Recent Tendencies in Ethics / Three Lectures to Clergy Given at Cambridge
E-text prepared by the Project Gutenberg Online Distributed Proofreading
Team from images provided by the Million Book Project
Three Lectures to Clergy Given at Cambridge
Knightbridge Professor of Moral Philosophy
These lectures were given to a summer meeting of clergy, held at Cambridge in the month of July last. Some passages have been added as they were written out for the press, and the crudities of the spoken word have, I hope, been pruned away; but, in other respects, the original plan of the lectures has been retained. They are now published in the hope that they may prove of interest to those who heard them, and to others who may desire an account, in short compass and in popular form, of some leading features of the ethical thought of the present day.
It is inevitable for such an account to be controversial: otherwise it could not give a true picture of contemporary opinion. Intellectual and social causes have conspired to accentuate traditional differences in ethics, and to make the questions in dispute penetrate to the very heart of morality. It has been my aim to trace the new influences which are at work, and to estimate the value of the ethical doctrines to which they have seemed to lead. The estimate has taken the form of a criticism, but the criticism is in the interests of construction.

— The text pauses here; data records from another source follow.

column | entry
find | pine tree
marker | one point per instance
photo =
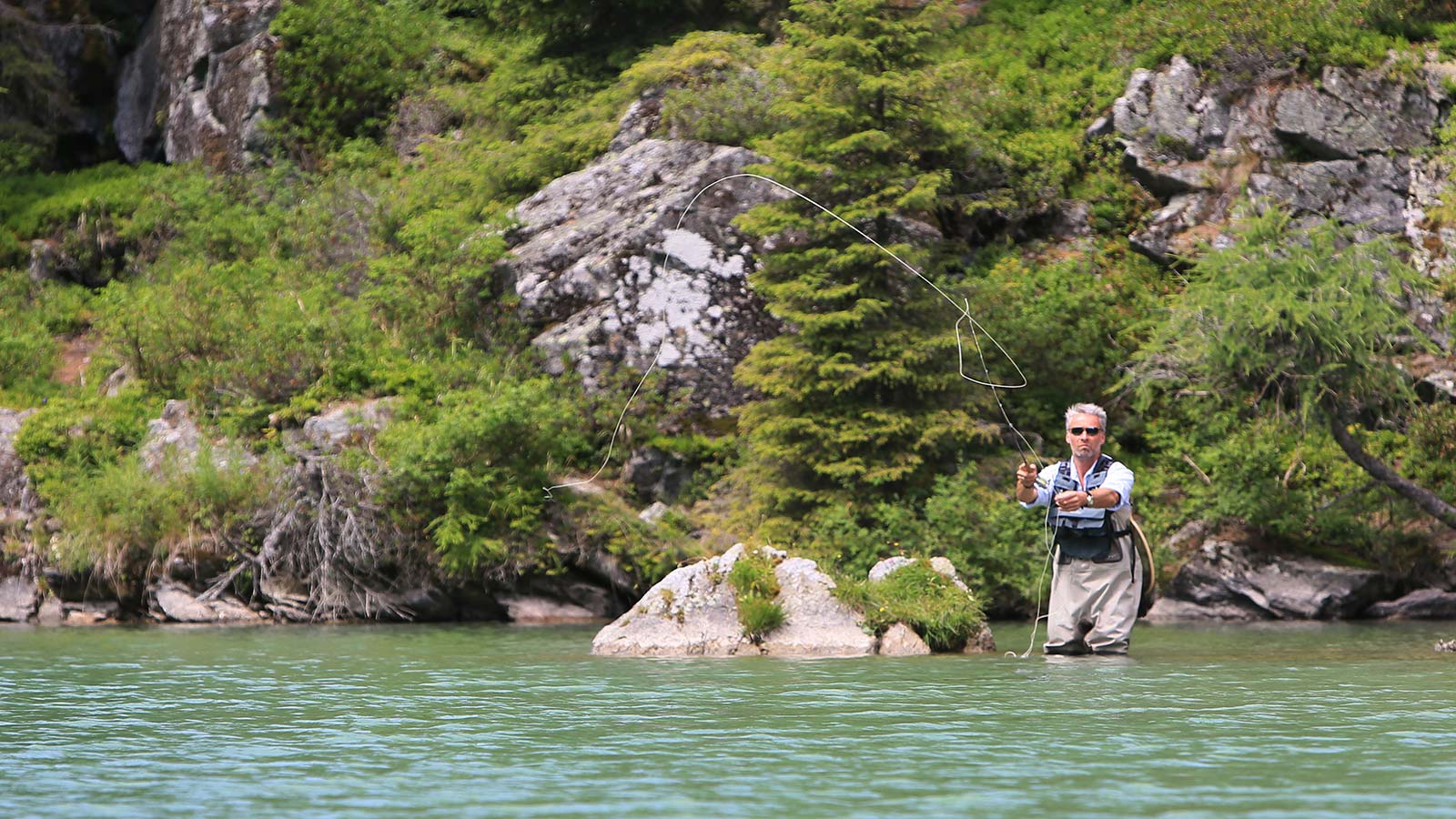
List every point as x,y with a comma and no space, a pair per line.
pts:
863,401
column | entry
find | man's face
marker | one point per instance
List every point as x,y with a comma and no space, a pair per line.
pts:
1081,438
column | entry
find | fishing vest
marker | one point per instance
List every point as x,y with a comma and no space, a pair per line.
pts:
1099,538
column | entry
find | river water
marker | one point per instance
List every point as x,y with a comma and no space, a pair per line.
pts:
488,720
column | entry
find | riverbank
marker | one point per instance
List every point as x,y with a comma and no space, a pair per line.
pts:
459,720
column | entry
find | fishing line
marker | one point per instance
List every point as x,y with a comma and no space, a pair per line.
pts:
965,317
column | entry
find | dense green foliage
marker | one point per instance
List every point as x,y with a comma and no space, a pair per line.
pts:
858,401
475,468
363,266
346,65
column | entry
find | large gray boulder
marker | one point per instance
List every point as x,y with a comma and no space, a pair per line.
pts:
1237,581
1423,603
601,263
895,640
815,622
178,603
695,612
198,85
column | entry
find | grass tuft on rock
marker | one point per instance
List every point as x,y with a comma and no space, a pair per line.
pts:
939,611
756,588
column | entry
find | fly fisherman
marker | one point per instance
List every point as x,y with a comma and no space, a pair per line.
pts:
1098,579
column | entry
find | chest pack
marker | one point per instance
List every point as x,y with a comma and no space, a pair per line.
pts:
1089,538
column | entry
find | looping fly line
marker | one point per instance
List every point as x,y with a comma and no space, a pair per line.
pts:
976,329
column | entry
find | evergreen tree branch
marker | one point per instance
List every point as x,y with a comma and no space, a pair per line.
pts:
1426,500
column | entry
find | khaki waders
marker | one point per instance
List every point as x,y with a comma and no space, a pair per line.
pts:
1094,602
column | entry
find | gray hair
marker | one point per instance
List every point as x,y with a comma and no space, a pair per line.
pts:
1087,410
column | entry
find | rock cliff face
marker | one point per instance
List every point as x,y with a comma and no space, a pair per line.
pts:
145,79
198,84
602,264
1344,146
1230,579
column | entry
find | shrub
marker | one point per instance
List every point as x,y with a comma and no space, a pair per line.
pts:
470,471
342,65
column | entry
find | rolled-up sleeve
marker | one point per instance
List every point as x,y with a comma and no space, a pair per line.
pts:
1045,480
1120,480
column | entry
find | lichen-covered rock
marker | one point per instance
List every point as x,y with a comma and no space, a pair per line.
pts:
179,603
982,643
1320,149
887,566
198,85
655,474
602,263
1232,581
351,423
902,642
18,599
175,439
533,610
1358,113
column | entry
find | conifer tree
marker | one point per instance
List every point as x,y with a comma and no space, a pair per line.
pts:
863,401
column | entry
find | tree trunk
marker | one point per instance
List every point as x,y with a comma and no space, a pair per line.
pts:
1380,471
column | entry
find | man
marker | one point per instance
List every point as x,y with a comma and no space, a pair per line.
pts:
1098,581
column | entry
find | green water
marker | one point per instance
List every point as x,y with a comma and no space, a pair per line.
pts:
485,720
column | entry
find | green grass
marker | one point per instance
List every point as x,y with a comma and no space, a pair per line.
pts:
939,611
756,588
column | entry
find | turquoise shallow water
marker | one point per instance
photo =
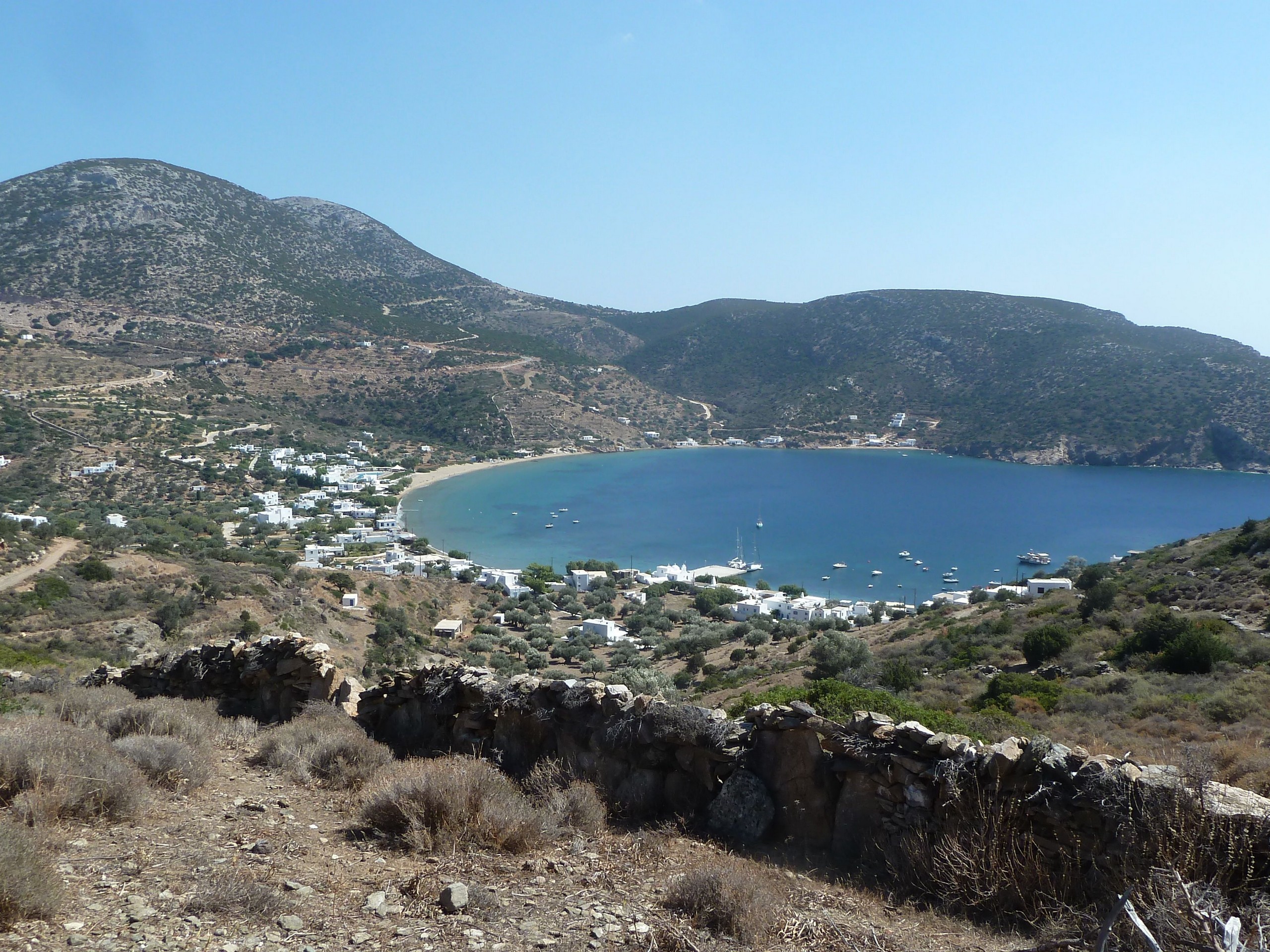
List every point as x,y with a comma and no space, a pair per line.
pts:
825,507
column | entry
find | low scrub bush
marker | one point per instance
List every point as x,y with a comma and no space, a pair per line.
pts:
727,895
1046,643
56,772
1008,687
237,892
167,762
837,701
85,708
454,801
324,747
191,721
567,801
30,885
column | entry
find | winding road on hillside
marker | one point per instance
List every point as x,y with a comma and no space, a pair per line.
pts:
153,377
48,561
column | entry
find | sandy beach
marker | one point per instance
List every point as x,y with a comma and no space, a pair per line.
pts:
426,479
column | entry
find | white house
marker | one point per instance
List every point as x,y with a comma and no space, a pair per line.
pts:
1039,587
611,630
321,554
508,579
448,627
19,517
747,608
273,516
672,573
584,581
802,610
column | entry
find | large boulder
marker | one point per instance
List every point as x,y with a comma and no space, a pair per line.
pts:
743,810
795,770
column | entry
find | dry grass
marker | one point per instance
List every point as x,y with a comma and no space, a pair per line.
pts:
577,808
191,721
324,747
51,771
454,801
167,762
567,801
237,892
85,708
728,895
30,885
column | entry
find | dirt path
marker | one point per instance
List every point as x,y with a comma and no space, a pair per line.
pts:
51,558
704,407
153,377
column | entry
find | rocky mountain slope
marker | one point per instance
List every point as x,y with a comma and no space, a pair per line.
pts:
175,241
978,373
985,375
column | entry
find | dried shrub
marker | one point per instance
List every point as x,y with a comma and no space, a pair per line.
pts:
323,746
454,801
237,892
30,885
727,895
238,733
85,708
577,808
56,771
167,762
191,721
567,801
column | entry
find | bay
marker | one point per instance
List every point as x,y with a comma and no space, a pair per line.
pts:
858,507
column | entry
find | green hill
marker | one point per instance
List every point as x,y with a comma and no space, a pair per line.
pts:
978,373
985,375
175,241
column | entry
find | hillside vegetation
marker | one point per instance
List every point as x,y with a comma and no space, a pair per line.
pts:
171,240
192,266
977,373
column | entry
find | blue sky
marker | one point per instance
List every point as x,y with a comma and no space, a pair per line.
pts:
651,155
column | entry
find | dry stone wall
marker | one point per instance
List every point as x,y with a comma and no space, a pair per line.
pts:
270,679
865,790
868,790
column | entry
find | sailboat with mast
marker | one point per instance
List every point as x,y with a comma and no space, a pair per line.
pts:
740,563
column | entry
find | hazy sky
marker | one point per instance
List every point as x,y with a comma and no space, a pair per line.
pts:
652,155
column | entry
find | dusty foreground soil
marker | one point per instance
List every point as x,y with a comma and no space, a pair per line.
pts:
254,862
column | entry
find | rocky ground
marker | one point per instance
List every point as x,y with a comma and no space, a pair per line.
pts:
255,862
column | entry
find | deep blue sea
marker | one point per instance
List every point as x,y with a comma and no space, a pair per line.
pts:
824,507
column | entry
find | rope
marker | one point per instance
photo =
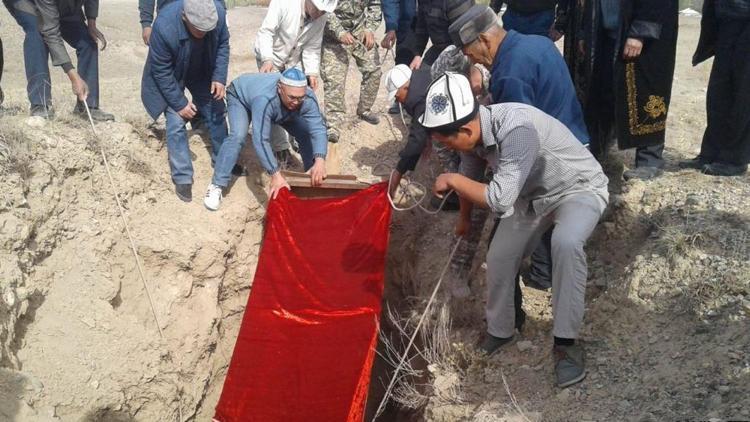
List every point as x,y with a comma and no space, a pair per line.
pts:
124,220
394,379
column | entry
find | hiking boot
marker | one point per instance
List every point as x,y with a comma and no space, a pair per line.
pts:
569,365
724,169
369,117
642,173
97,114
696,163
42,111
491,344
394,108
184,192
213,197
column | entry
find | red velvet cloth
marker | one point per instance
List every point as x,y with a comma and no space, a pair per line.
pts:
307,342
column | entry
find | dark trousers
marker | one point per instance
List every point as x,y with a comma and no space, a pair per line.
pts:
727,136
403,52
601,112
36,56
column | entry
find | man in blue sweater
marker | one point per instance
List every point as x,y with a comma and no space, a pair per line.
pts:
525,68
189,48
264,100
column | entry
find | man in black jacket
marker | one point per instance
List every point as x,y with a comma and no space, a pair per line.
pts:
433,19
725,33
530,17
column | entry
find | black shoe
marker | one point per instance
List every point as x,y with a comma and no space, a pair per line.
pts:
491,344
696,163
184,192
369,117
569,365
97,114
643,173
239,170
520,320
724,169
42,111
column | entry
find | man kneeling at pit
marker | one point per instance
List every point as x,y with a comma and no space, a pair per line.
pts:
542,177
268,99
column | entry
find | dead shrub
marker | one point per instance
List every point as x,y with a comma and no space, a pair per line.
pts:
15,154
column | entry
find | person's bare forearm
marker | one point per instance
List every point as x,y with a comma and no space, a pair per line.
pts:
468,189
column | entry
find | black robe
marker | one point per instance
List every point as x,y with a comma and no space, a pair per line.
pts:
640,89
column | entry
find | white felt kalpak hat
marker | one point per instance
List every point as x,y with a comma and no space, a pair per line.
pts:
327,6
450,103
396,78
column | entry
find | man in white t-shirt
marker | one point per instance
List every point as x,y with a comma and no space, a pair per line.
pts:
291,36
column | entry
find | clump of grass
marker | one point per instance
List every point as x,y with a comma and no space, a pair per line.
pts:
15,154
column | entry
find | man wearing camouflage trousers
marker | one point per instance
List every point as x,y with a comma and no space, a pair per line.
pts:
350,30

CAMBRIDGE, 7th March, 1904.
A survey of ethical thought, especially English ethical thought, during the last century would have to lay stress upon one characteristic feature. It was limited in range,—limited, one may say, by its regard for the importance of the facts with which it had to deal. The thought of the period was certainly not without controversy; it was indeed controversial almost to a fault. But the controversies of the time centred almost exclusively round two questions: the question of the origin of moral ideas, and the question of the criterion of moral value. These questions were of course traditional in the schools of philosophy; and for more than a century English moralists were mainly occupied with inherited topics of debate. They gave precision to the questions under discussion; and their controversies defined the traditional opposition of ethical opinion, and separated moralists into two hostile schools known as Utilitarian and Intuitionist.